Authors: Yiming Li, Yang Bai, Yong Jiang, Yong Yang, Shu-Tao Xia, Bo Li

NeurIPS 2022 | Conference PDF | Archive PDF | Plain Text | LLM Run Details

Reproducibility Variable Result LLM Response
Research Type Experimental Experiments on benchmark datasets verify the effectiveness of our methods and their resistance to existing backdoor defenses.
Researcher Affiliation Collaboration 1Tsinghua Shenzhen International Graduate School, Tsinghua University, China; 2Tencent Security Zhuque Lab, China; 3Tencent Security Platform Department, China; 4The Department of Computer Science, University of Illinois at Urbana-Champaign, USA
Pseudocode No The paper describes the methods (UBW-P, UBW-C) with mathematical formulations and prose, but it does not contain a distinct, structured pseudocode or algorithm block that is clearly labeled as such.
Open Source Code Yes Our codes are available at https://github.com/THUYiming Li/Untargeted_Backdoor_Watermark.
Open Datasets Yes In this paper, we conduct experiments on two classical benchmark datasets, including CIFAR-10 [1] and (a subset of) Image Net [2], with Res Net-18 [46].
Dataset Splits No The paper specifies a training set of 25,000 images and a test set of 2,500 images for ImageNet, but it does not mention a separate validation split or how one would be derived for reproducibility. It states: "Specifically, we randomly select a subset containing 50 classes with 25, 000 images from the original Image Net for training (500 images per class) and 2, 500 images for testing (50 images per class)."
Hardware Specification No The paper does not provide specific details about the hardware used for running its experiments, such as GPU models, CPU types, or memory specifications. Mentions of funding from "Tencent Rhino-Bird Research Program, and the C3 AI and Amazon research awards" are not hardware specifications.
Software Dependencies No The paper mentions models like ResNet-18 and optimization methods like SGD but does not provide specific software dependencies with version numbers (e.g., Python 3.x, PyTorch 1.x, CUDA x.x) necessary for replication.
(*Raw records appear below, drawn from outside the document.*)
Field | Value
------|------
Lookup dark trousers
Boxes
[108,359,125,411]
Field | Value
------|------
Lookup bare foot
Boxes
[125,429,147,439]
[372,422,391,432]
Experiment Setup Yes We set the poisoning rate γ = 0.1 for all watermarks on both datasets. In particular, since the label-consistent attack can only modify samples from the target class, its poisoning rate is set to its maximum (i.e., 0.02) on the Image Net dataset. The target label yt is set to 1 for all targeted watermarks. We set λ = 2 for UBW-C on both datasets. We set = 0.25 for the hypothesis-test in all cases.